As I was reluctant to move to really big bore calibers — I do live under the iron-fisted rule of a neighborhood association after all — I had a Eureka moment. An AirForce Airguns Condor SS .25 caliber isn’t magazine fed, so you can load all manner of interesting pellets and slugs. Want a 48-grain lead hollow point? No problem. Got a really serious lumber challenge standing in your way? No worries. Call the folks at Hunters Supply. They’re certified airgun gurus and sell serious lead. How about a 105-grain lead slug for that .25? Yes, please!
Here’s another learning. With lead slugs in the three-digit weight arena, you can take down sizeable branches and small mountain ranges.
At this point, I should point out another “learning” that became apparent throughout the process. Pellets and slugs fired at green wood will often bounce right back at you. No worries, I always wear safety glasses for just such reason. Besides, the incoming velocity didn’t seem untoward. Most just lightly bounced back on the deck, landing on or about my feet.
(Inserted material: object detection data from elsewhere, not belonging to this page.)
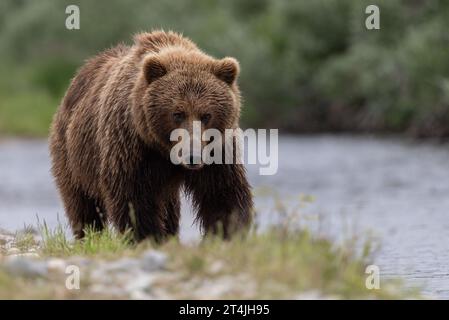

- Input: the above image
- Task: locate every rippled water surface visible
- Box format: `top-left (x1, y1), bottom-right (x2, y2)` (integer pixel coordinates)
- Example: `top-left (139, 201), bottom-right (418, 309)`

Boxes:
top-left (0, 136), bottom-right (449, 298)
One jumbo pellet, in particular, taught me a very special lesson. Lead can break sliding glass doors. Even the occasional ricochet can carry enough momentum to crack a giant sheet of glass. I also learned about how sliding glass doors crack. They’re not content to crack, take their lumps, and just sit there without undue drama. No. That crack will insist on spreading until it reaches all edges of the frame until you experience the crescendo of 4,312,977 pieces of glass shards exploding into a pile of “how am I going to clean this up before my wife gets home?”
Do you know what else I learned? Whoever invented sliding glass doors was a real jerk. Rather than make them out of sheets of glass you can buy at the local hardware store, they manufacture them out of special, two-pane, vacuum-sealed systems filled with some obscure Krypton isotope. Oh, and I learned that there are no such things as sliding glass repair parts in any cities where humans live and use sliding glass doors. They’re all manufactured in some secret location not accessible from anywhere. Every heard the phrase, “you can’t get there from here?” That’s where the sliding door replacement parts are. Should you find yourself in need of a new sliding glass door insert for some purely accidental reason, you’ll have to wait several weeks to get one. Do you know what I learned from that? The view from inside the house of a large sheet of plywood isn’t nearly as enthralling as through a large glass door. Ask me how I know.
Oh, and I did learn one more thing. Marry someone with enough of a sense of humor to tolerate such learnings.
See? You can learn a lot about airgunning from this pandemic.